Cheng Cheng, Weiss Jeremy C
Carnegie Mellon University, Pittsburgh, PA, United States.
National Library of Medicine, Bethesda, MD, United States.
Proc Mach Learn Res. 2023 Aug;219:94-109.
Reliable extraction of temporal relations from clinical notes is a growing need in many clinical research domains. Our work introduces typed markers to the task of clinical temporal relation extraction. We demonstrate that the addition of medical entity information to clinical text as tags with context sentences then input to a transformer-based architecture can outperform more complex systems requiring feature engineering and temporal reasoning.
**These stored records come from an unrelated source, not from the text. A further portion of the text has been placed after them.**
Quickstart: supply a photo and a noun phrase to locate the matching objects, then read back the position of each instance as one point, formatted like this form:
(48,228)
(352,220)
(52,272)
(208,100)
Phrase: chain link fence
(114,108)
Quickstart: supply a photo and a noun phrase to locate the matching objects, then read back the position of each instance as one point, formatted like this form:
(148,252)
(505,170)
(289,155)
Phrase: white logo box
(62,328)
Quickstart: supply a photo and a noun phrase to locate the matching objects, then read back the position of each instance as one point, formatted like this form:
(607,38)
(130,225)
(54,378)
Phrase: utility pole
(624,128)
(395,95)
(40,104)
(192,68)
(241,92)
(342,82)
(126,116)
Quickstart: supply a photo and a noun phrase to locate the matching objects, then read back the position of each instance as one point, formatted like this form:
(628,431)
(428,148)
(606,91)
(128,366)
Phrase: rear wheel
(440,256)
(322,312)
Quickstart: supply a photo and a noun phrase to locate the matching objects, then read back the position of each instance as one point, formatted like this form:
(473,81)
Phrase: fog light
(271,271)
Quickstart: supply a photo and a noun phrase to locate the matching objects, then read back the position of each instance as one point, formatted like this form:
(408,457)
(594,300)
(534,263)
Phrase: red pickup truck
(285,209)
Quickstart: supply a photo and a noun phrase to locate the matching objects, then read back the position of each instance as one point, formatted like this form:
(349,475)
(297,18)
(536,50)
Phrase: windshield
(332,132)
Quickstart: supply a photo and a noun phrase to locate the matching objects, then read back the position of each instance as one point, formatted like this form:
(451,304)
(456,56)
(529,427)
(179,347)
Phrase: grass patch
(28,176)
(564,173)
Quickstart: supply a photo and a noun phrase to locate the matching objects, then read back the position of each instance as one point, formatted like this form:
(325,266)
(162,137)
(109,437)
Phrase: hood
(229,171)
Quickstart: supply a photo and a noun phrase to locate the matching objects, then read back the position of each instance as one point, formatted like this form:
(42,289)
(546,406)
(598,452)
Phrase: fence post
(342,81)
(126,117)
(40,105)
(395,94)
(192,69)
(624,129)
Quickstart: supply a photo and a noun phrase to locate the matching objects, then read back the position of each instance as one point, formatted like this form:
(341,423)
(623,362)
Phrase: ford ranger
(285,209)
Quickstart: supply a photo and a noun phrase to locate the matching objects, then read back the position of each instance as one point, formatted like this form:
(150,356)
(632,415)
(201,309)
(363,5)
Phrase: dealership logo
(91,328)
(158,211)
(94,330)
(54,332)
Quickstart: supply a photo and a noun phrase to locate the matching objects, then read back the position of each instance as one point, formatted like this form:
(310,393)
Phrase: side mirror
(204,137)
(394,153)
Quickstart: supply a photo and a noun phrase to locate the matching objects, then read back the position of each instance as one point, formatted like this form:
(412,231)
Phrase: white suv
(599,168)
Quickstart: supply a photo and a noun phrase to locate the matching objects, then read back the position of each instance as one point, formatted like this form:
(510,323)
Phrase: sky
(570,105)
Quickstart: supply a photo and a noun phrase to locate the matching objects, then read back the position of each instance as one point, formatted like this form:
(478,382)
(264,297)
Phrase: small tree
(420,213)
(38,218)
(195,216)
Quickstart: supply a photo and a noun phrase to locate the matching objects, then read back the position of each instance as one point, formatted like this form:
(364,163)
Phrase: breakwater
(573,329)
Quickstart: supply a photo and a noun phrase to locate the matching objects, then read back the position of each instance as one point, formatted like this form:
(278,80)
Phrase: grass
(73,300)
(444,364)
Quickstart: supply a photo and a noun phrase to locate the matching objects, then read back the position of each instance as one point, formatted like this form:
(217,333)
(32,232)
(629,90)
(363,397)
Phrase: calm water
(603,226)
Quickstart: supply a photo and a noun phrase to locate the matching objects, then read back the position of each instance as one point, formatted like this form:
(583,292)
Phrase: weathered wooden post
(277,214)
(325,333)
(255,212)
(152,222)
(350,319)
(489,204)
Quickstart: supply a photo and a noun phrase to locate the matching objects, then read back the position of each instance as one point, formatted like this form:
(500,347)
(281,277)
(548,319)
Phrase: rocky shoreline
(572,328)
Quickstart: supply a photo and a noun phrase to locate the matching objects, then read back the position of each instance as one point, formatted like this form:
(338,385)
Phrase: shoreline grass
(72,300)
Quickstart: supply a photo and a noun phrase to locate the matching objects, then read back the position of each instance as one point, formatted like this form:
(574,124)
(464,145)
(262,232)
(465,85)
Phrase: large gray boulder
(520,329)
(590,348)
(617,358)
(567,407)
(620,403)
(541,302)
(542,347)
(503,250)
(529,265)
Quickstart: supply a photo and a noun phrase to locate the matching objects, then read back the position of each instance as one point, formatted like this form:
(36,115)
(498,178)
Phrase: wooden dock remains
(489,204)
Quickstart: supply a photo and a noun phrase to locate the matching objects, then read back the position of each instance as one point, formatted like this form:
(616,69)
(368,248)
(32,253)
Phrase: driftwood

We propose several strategies of typed marker creation that incorporate entity type information at different granularities, with extensive experiments to test their effectiveness. Our system establishes the best result on I2B2, a clinical benchmark dataset for temporal relation extraction, with a F1 at 83.5% that provides a substantial 3.3% improvement over the previous best system.
从临床记录中可靠地提取时间关系在许多临床研究领域的需求日益增长。我们的工作将类型化标记引入到临床时间关系提取任务中。我们证明,将医学实体信息作为带有上下文句子的标签添加到临床文本中,然后输入到基于Transformer的架构中,其性能可以超过需要特征工程和时间推理的更复杂系统。我们提出了几种创建类型化标记的策略,这些策略在不同粒度上纳入了实体类型信息,并进行了广泛的实验来测试其有效性。我们的系统在I2B2(一个用于时间关系提取的临床基准数据集)上取得了最佳结果,F1值为83.5%,比之前的最佳系统有显著的3.3%的提升。